A web proxy is a service that sits between the client and the website and forwards all requests and responses between them. This includes files uploaded to a website.
A proxy with the intent to inspect or modify traffic is called an intercepting proxy. ZAP and Burp are examples of intercepting proxies. You can try one of them to show your file upload.
A proxy is typically only used if it is configured in the browser. It is sometimes possible to use a transparent proxy, where no client configuration is needed.
Whether a proxy can intercept all data, including file uploads, depends on the details of the SSL connection. If the website uses plaintext HTTP instead of HTTPS, everything can be intercepted. If the website uses HTTPS, there are two options:
- The browser performs a CONNECT request to the proxy. The proxy sets up a tunnel between the client and the website and only sees encrypted traffic. This way, the proxy can not intercept any traffic, because it is encrypted.
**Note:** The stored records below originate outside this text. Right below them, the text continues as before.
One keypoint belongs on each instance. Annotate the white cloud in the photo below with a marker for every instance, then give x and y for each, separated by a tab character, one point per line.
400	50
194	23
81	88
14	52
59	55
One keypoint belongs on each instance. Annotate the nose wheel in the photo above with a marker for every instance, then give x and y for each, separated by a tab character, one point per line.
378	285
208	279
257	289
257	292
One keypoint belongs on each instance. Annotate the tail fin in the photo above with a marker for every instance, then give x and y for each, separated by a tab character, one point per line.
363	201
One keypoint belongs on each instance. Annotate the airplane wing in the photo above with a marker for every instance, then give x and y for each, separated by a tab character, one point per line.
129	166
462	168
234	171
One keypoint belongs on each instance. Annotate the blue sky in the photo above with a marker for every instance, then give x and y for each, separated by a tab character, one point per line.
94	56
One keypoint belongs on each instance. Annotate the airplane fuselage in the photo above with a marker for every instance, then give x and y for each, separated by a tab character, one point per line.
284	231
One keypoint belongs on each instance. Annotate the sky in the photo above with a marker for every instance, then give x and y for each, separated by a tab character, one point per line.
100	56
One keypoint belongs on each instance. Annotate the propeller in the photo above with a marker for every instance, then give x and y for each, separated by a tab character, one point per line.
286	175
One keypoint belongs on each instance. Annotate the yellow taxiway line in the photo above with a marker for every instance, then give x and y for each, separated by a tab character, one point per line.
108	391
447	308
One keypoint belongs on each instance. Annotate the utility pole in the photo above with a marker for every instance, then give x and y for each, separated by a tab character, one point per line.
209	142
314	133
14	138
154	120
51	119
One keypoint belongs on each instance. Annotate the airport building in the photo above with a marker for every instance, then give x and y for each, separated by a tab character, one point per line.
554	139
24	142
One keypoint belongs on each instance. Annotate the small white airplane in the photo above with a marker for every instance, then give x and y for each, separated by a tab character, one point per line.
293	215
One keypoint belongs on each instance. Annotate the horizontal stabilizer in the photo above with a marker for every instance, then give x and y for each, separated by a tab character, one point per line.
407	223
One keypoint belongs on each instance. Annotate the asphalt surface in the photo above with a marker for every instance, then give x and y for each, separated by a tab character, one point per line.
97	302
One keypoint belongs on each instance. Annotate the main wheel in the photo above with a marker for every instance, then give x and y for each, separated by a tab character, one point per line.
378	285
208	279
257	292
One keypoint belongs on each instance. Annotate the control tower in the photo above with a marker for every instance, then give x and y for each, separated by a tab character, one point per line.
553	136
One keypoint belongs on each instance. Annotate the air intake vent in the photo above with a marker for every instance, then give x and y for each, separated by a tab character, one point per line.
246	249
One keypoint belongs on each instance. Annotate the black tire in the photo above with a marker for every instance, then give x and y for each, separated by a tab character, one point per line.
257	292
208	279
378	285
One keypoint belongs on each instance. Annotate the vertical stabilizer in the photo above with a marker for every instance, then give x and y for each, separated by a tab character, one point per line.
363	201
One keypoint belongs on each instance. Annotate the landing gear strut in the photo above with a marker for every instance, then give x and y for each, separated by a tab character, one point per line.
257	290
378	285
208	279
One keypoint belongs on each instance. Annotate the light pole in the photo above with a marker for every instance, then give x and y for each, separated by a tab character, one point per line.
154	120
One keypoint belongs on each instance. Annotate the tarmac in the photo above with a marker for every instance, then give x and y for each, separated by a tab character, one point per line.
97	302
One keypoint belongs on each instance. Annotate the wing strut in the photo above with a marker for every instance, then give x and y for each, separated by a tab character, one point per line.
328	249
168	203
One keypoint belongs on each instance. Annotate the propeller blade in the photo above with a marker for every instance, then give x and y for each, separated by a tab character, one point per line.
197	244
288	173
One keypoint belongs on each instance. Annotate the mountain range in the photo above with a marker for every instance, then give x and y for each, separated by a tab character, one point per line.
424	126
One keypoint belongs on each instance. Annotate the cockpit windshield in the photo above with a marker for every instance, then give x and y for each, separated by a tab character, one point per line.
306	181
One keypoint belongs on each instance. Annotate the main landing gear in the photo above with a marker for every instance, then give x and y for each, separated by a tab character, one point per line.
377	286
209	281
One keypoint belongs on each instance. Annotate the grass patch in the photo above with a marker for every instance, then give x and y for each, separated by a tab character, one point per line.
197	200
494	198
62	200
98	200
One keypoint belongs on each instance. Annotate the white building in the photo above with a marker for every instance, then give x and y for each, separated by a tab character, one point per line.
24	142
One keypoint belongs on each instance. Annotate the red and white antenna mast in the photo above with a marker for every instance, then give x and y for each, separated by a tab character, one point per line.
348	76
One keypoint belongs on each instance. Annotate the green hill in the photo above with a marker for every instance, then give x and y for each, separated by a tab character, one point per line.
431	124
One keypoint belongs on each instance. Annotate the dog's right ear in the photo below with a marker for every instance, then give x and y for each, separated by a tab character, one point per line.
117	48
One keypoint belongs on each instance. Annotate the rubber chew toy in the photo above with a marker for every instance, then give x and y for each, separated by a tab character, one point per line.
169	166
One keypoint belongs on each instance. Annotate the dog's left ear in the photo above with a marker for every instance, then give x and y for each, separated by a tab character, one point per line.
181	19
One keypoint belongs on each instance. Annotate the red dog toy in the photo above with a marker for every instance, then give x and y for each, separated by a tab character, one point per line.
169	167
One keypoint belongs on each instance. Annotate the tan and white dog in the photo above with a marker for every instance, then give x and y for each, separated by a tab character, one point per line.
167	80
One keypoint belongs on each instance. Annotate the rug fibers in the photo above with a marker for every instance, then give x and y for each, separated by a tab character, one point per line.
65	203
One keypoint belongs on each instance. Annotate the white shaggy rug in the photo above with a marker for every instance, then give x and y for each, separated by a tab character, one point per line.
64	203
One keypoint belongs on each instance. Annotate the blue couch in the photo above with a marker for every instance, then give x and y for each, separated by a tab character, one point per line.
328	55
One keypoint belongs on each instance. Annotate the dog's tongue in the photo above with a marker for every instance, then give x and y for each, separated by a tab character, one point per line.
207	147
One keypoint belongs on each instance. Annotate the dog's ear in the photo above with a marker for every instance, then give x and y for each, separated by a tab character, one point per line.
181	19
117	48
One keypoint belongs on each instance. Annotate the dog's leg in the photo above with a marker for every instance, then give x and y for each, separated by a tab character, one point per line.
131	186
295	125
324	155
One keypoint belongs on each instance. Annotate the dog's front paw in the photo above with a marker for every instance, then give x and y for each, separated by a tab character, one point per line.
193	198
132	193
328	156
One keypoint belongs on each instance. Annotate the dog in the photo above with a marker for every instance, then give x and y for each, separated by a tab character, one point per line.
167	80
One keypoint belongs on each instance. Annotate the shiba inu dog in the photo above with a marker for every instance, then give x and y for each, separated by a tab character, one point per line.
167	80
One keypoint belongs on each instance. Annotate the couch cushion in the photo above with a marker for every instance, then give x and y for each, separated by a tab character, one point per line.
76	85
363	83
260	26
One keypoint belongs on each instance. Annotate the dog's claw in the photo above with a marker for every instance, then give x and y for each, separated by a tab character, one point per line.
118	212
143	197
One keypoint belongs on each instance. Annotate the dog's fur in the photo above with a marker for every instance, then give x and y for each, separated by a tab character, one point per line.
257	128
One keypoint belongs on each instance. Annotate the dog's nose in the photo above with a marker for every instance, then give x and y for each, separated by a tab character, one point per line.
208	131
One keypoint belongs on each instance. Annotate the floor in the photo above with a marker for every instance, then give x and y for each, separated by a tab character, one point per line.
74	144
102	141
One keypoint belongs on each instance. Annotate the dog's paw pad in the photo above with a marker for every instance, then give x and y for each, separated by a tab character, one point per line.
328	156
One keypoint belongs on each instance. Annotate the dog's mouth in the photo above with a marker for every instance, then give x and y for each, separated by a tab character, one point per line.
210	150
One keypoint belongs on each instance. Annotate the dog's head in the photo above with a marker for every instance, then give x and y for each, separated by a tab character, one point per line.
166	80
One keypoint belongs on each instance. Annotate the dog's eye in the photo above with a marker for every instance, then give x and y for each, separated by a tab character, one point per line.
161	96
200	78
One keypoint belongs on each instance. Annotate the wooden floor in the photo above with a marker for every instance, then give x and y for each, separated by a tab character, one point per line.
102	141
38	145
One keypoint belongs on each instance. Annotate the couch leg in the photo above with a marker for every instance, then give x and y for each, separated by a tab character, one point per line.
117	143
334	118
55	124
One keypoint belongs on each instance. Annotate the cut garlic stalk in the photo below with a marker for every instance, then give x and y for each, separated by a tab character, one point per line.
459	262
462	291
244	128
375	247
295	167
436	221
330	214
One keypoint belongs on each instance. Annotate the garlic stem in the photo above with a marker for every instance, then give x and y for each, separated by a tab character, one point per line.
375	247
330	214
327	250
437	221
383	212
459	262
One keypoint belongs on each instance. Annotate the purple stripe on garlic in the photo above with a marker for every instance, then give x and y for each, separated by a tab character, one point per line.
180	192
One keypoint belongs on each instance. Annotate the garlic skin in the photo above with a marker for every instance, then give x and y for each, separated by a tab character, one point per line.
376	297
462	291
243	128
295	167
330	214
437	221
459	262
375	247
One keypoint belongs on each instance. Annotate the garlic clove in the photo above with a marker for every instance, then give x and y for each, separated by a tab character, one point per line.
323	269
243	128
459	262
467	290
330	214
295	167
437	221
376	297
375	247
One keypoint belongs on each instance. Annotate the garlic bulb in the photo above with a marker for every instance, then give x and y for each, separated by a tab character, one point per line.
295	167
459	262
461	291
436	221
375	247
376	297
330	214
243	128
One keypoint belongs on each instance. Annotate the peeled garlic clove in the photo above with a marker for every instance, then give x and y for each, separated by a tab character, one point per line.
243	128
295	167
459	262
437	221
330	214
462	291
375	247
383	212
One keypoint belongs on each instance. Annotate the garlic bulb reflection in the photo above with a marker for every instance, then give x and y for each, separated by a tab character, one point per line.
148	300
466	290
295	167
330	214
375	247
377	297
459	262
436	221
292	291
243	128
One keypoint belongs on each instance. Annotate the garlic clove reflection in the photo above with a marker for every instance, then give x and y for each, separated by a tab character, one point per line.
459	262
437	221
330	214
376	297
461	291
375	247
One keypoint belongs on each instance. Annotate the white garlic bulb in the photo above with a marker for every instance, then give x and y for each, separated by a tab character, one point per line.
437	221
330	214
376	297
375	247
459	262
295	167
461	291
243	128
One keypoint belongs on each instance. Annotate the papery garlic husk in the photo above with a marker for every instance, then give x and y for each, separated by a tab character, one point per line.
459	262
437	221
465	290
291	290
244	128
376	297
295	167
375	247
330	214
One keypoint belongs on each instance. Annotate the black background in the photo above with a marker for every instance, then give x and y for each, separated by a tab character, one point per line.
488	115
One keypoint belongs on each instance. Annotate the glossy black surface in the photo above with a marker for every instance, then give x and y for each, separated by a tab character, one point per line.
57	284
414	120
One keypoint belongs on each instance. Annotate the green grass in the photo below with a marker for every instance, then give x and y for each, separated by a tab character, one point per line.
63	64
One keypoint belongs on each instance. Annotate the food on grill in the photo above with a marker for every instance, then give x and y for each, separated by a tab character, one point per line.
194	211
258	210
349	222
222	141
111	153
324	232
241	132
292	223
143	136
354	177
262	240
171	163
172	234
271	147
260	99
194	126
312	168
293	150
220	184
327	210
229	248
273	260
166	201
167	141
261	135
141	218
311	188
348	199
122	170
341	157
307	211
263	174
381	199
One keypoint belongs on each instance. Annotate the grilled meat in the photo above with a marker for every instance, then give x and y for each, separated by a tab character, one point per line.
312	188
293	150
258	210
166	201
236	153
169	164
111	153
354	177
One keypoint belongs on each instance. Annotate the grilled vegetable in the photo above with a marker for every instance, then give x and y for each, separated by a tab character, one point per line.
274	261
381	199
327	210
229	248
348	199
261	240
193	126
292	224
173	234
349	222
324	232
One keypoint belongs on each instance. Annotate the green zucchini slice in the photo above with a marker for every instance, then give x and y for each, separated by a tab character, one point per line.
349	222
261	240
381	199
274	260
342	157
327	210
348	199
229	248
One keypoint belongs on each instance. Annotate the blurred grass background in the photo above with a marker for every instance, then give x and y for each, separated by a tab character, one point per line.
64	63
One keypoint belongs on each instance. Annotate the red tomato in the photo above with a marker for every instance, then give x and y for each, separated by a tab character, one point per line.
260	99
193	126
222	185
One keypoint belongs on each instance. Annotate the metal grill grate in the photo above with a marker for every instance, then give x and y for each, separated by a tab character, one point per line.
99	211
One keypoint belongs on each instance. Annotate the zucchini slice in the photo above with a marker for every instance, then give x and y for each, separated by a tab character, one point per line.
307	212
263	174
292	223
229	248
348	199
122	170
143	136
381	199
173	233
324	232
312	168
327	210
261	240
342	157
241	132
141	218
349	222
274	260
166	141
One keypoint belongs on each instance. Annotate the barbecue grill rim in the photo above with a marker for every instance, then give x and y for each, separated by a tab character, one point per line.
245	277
- The browser performs a CONNECT request, but the proxy sets up separate connections to the browser and the website. Now the proxy is a man-in-the-middle attacker that decrypts and re-encrypts any data is passed through. The proxy can intercept all data.
The problem with option 2 is that the SSL connection is intercepted, so your browser will complain that it is not connected to the right host, or that the certificate is invalid.
If you would want to implement a proxy in Python, I think you would start with a TCPServer. Implement one that listens on a port, configure your browser to use that port as proxy server, and watch what request is done.
Another project which can help you is mitmproxy, an intercepting proxy written in Python.